Then, on moral grounds, it is encouraging these young people to lie. They are taken into the Army, and the only reply I have ever heard in this House, and the only reply we shall probably get to-day, is that when they join the Army the War Office is put to certain costs for training, and, therefore, it would not be fair to the War Office, after giving them a certain number of weeks or months of training, and supplying them with food, clothing and so on, that they should be let out. But is that any reasonable balance for permitting and encouraging this lying? Can anyone justify it on moral grounds? I venture to say that there will be no attempt to justify it on moral grounds from the Front Bench to-day, but I do hope that on moral grounds, and on grounds of equity and fairness between different classes in society, any boy who joins the Army under 18 years of age, provided that his parents make the application suggested in this Clause, the parents shall get the opportunity, which they ought to have, of bringing the lad home, and allowing him to grow up and be of some service to his parents at a time when they certainly need him most.

4.8 p.m.

Sir GERALD HURST

I hope that the War Office will resist this Clause. I spoke against a similar Clause on one of the previous occasions, and I would like to do so again to-day. In my submission, the hon. Members who spoke in support of the Clause have looked at the whole question from the wrong angle. They have looked at it entirely from the point of view of the parents who want contributions from the wages of their sons, and not from the point of view of the sons. It is really a question for the boys themselves and not so much for the parents, and this Clause enables any parent or guardian, possibly against the will of the young man who has enlisted, and in the absence of any; compassionate grounds, to obtain, as of right, his discharge from the Army. It is, as I say, against the interests of the son himself to substitute, as I suggest, in many cases an inferior life for a better. In 99 cases out of 100 a boy who wants to join the Army at 17 and take risks in doing so, is far more likely to get enjoyment out of Army life than from the scanty means of livelihood open in many parts of England to young men of the working classes. In 99 cases out of 100 there is no better life than Army life. In a very large percentage of cases the alternative in a poverty-stricken family at home offers utterly inferior amenities and pleasures. Instead of travel, adventure, health, happiness, open-air life and exercise, it means, in many cases, a life spent in and out of employment, a life where a man only casually and precariously makes any contribution to the home, and a life in many cases devoid of brightness.

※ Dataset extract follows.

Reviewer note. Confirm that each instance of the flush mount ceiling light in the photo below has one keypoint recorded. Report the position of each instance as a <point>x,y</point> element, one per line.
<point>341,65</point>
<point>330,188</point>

Anybody who is acquainted with industrial conditions in the world to-day knows how difficult it is for a boy to look forward to a useful and well-employed adult life. As an alternative to that you have a life which offers any number of advantages which appeal to young men—health, happiness and exercise combined with doing their duty, undergoing a very useful discipline and also equipping themselves for useful work in after life. In many cases Army life is the better, and, in my submission, to force against his will a young man who prefers the better life, and in the absence of compassionate grounds, to give up the life he prefers for the life he rejects, seems to be unconscionable, and not in his best interest. The hon. Members who spoke in favour of the Clause have emphasised that if these boys were compulsorily released from the Army they would be very useful to their parents. That does not at all follow. In many cases they might be a burden on their parents, particularly if they do not find employment. The chances of difficulty and trouble arising in the home in having unemployed young men there is very much greater than if they were in the Army, and even from a money point of view the position of the parents is less advantageous. And the dangers of home life are perhaps very much greater than in the Army. From the point of view of life itself, the dangers of death from shot and shell are less than from motors and motor cyclists, and the moral dangers are much less in the Army than in town life infested by Reds and Fascists.

I cannot think that in many cases parents will be better off or happier in having sons at home than if they are well employed, well clothed and well looked after in the Army. A boy or girl of 18 is a better judge than the parents of what should be his or her career, and the boy who is willing to take the risk of two years' imprisonment in order to have a life of adventure is just the stuff of which our country has always been proud. I think that in many cases parents or guardians have very little knowledge of what is really best for the child. That is why they often take the advice of the schoolmaster as to what they shall do with their child, tout the boy himself, in most cases, is the best judge, and if he likes a life of adventure he can have it, and it is a wrong thing, in the absence of special, compassionate grounds, to take him from that life against his will.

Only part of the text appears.